Por seu lado, mas com a mesma gravidade, países de prestígio no concerto das nações, como Estados Unidos, China, Índia e Rússia, se recusam a firmar o Estatuto de Roma, a fim de permitir que o Tribunal Internacional Penal funcione de forma plena, para julgar tiranos como Omar-alBashir, o notório genocida de Darfur e presidente do Sudão.

A par de iniciativas da sociedade civil, em particular na rede mundial freesakineh.org, que tem reunido milhares de assinaturas com pedido de clemência, pouco ou nada se viu por parte de governos, sempre emaranhados nos melindres da política ou nos limites paralisantes da diplomacia. O governo brasileiro, a destoar do silêncio constrangido das demais nações, foi proativo e ofereceu de maneira unilateral abrigo humanitário à iraniana. Trata-se, no plano jurídico, de medida conforme a prática internacional, compatível com a tradição brasileira, com respaldo no ambicioso preâmbulo da Constituição Federal: direitos humanos devem prevalecer nas relações internacionais. Em nenhuma hipótese a iniciativa pode ser tomada como ato inamistoso, de condenação ou de interferência em negócios estrangeiros, como bem assinalou o ministro da Justiça, Luiz Paulo Barreto, que foi excelente aluno de direito internacional.

A atuação humanitária brasileira não atenta contra a soberania alheia e muito menos implica juízo de valor acerca de assuntos internos de outro país. Assente em doutrina e em recorrentes resoluções das Nações Unidas, a concessão de asilo é direito inalienável dos Estados, da mesma forma como o exercício da lei de seus territórios, ainda que repleta de barbárie, com penas infamantes e cruéis. Vale dizer, assim como o Brasil tem o direito de propor soluções humanitárias e construtivas no plano internacional, também tem o governo iraniano o direito de ignorar a iniciativa, para permitir o uso das tais pedras não tão grandes, mas não tão pequenas, como diz sua legislação lapidar, infelizmente, no caso, literalmente.

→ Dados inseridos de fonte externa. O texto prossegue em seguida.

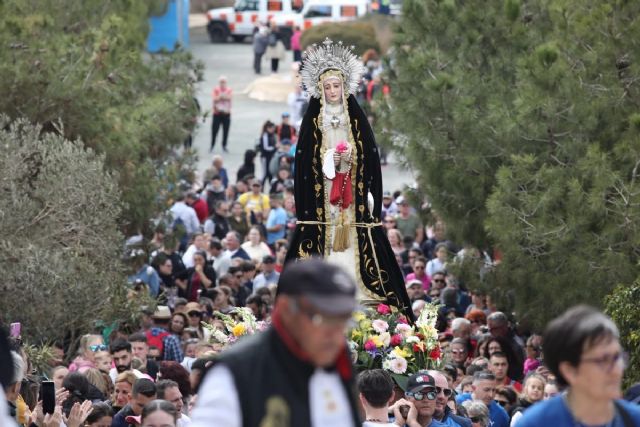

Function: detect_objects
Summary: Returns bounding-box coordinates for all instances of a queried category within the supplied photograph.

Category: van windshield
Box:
[234,0,259,12]
[304,4,331,18]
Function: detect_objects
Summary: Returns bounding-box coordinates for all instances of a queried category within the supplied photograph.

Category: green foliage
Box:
[0,0,201,231]
[606,279,640,388]
[300,21,380,55]
[0,115,150,344]
[386,0,640,326]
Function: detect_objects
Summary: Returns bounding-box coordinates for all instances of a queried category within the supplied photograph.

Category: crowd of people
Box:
[5,36,640,427]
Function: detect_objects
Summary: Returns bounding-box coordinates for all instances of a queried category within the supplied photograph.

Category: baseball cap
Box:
[405,372,436,393]
[278,259,356,315]
[405,280,422,289]
[262,255,276,264]
[153,305,171,319]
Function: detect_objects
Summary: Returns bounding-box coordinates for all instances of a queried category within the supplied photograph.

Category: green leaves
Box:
[386,0,640,332]
[0,0,201,231]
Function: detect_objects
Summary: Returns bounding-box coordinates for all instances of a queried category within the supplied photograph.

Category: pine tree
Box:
[387,0,640,325]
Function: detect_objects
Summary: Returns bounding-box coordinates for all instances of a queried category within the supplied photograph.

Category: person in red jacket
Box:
[186,193,209,224]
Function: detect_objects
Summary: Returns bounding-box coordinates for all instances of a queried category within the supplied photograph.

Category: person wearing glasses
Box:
[517,306,640,427]
[462,400,492,427]
[389,371,446,427]
[69,334,107,373]
[456,371,508,427]
[428,370,471,427]
[191,259,360,427]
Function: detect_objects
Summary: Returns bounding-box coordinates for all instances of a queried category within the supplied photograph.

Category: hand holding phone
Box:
[9,322,22,338]
[40,381,56,414]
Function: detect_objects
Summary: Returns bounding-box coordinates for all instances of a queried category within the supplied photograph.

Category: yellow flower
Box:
[393,347,412,359]
[358,319,371,331]
[231,323,245,337]
[369,335,384,347]
[353,311,367,322]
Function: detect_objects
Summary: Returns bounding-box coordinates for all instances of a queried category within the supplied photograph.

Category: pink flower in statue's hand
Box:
[364,340,376,351]
[389,334,402,347]
[376,304,391,314]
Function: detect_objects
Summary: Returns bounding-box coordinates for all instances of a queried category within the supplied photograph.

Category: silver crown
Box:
[300,37,364,98]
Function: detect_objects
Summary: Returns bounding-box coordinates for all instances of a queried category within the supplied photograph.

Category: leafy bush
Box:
[300,21,380,55]
[605,279,640,387]
[0,116,144,344]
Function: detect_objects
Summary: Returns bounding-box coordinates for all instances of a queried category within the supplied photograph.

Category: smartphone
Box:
[40,381,56,414]
[9,322,22,338]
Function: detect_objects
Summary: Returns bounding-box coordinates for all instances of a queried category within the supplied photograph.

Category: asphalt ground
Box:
[190,27,414,195]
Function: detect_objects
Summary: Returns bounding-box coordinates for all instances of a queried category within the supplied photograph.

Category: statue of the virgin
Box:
[287,39,413,319]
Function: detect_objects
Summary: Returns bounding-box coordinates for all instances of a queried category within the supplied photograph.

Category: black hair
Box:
[131,378,156,397]
[140,399,178,424]
[62,372,90,416]
[473,371,496,382]
[442,363,458,381]
[129,332,147,343]
[85,402,113,424]
[543,305,620,387]
[209,238,222,250]
[489,351,509,363]
[156,380,180,400]
[358,369,393,408]
[109,338,131,354]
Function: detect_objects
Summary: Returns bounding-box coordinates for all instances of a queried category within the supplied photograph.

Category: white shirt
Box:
[109,368,149,384]
[169,202,200,234]
[190,365,355,427]
[211,251,231,279]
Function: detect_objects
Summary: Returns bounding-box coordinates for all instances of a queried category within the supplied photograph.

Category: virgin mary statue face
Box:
[322,77,342,104]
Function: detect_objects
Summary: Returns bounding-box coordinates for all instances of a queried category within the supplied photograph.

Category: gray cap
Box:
[278,259,356,315]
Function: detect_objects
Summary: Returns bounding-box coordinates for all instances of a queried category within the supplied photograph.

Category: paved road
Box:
[190,27,414,191]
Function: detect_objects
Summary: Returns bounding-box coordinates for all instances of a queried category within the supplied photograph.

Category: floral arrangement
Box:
[348,304,442,380]
[202,307,269,346]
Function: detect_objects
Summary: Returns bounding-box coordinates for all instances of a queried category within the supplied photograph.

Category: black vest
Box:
[217,327,362,427]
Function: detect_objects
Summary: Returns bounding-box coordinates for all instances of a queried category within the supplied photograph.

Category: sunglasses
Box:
[436,387,452,397]
[405,390,437,401]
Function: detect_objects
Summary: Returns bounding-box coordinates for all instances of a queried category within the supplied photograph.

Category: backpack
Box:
[269,33,278,47]
[145,330,171,358]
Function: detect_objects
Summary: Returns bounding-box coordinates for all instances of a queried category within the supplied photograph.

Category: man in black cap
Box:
[253,255,280,292]
[191,260,361,427]
[390,371,446,427]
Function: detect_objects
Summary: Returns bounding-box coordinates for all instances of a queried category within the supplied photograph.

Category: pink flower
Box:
[391,357,407,374]
[364,340,376,351]
[371,319,389,334]
[389,334,402,347]
[377,304,391,314]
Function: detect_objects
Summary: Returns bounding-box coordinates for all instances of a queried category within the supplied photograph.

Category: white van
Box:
[207,0,369,49]
[297,0,369,30]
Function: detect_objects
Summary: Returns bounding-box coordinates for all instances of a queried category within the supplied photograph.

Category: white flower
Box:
[211,329,229,344]
[396,323,413,338]
[371,319,389,334]
[389,357,407,374]
[380,332,391,347]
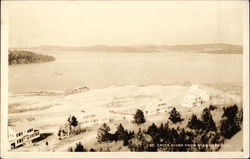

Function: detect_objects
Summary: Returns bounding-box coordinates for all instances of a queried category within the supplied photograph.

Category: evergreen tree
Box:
[169,107,183,123]
[134,109,146,125]
[201,108,216,131]
[115,124,130,146]
[97,123,111,143]
[187,114,202,129]
[75,142,86,152]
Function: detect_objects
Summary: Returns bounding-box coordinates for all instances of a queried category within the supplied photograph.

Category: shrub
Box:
[97,123,112,143]
[201,108,216,131]
[169,107,183,123]
[75,142,86,152]
[68,115,78,127]
[134,109,146,125]
[114,124,130,146]
[208,105,217,110]
[220,105,241,138]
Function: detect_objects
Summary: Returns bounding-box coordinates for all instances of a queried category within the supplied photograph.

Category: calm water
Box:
[9,51,242,92]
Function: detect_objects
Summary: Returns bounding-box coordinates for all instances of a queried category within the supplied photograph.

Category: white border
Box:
[1,1,249,158]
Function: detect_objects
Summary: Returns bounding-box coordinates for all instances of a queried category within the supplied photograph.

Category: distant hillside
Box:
[13,43,243,54]
[9,50,55,65]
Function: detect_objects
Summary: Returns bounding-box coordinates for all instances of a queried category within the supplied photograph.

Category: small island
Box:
[9,50,55,65]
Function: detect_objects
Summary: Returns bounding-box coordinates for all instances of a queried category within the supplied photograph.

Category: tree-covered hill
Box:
[9,50,55,65]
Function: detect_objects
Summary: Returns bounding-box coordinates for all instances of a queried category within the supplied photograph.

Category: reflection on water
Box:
[9,51,242,92]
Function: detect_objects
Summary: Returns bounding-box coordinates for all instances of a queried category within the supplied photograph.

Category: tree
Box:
[68,115,78,127]
[128,129,153,152]
[115,124,129,146]
[75,142,86,152]
[147,123,158,144]
[168,107,183,123]
[57,128,62,140]
[134,109,146,125]
[201,108,216,131]
[187,114,202,129]
[97,123,111,143]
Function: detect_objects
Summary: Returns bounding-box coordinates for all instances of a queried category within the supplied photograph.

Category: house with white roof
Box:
[8,126,40,149]
[182,85,210,107]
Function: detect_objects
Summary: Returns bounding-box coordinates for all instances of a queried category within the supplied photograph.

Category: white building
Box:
[8,126,40,149]
[182,85,210,107]
[144,102,172,115]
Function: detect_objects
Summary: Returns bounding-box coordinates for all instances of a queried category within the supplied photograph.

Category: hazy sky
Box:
[4,1,246,47]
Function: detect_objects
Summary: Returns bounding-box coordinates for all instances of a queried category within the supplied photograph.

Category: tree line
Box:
[8,50,55,65]
[66,105,243,152]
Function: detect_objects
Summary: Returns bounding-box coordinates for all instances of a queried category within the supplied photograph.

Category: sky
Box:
[5,1,246,47]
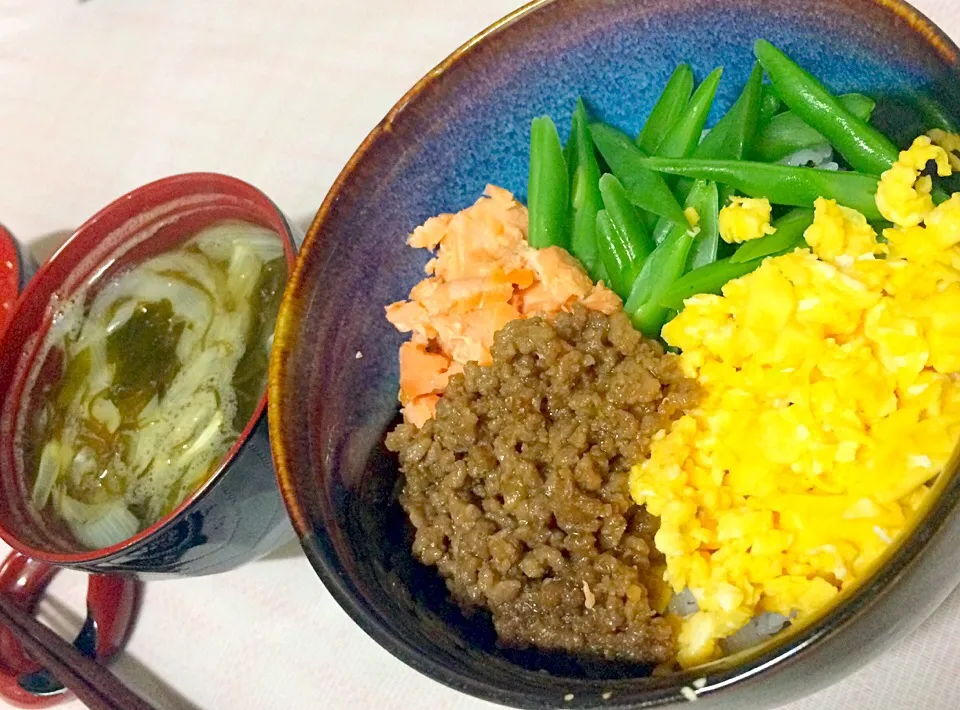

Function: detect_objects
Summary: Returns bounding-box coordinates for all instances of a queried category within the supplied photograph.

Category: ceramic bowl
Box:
[270,0,960,709]
[0,173,295,579]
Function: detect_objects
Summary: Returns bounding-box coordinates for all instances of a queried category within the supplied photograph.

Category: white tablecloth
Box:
[0,0,960,710]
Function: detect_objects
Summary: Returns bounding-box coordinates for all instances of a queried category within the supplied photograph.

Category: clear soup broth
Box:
[20,222,287,549]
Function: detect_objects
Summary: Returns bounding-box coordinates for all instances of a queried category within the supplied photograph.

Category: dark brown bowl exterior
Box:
[0,173,295,579]
[270,0,960,710]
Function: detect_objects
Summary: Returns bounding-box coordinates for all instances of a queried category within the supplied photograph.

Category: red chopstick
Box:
[0,595,155,710]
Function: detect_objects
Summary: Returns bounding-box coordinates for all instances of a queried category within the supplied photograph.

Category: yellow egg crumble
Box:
[630,136,960,666]
[718,196,777,244]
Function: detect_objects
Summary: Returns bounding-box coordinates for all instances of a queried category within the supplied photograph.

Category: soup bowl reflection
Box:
[270,0,960,709]
[0,173,296,578]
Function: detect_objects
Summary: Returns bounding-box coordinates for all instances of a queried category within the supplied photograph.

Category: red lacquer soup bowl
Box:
[0,173,296,578]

Não bastasse a Constituição brasileira fundamentar o ato de querer salvar uma vida, ainda que distante e fugidia, das garras de um regime intolerante e fanático, temos ao nosso lado os ensinamentos do próprio islamismo. Kofi Annan é quem resgatou, em memorável discurso, as famosas palavras do profeta, citando literalmente o Corão: Salvar uma vida é salvar toda a humanidade. O Brasil faz sua parte, ao custo de aprender que, também em política externa, a mão que afaga não pode ser a mesma que apedreja.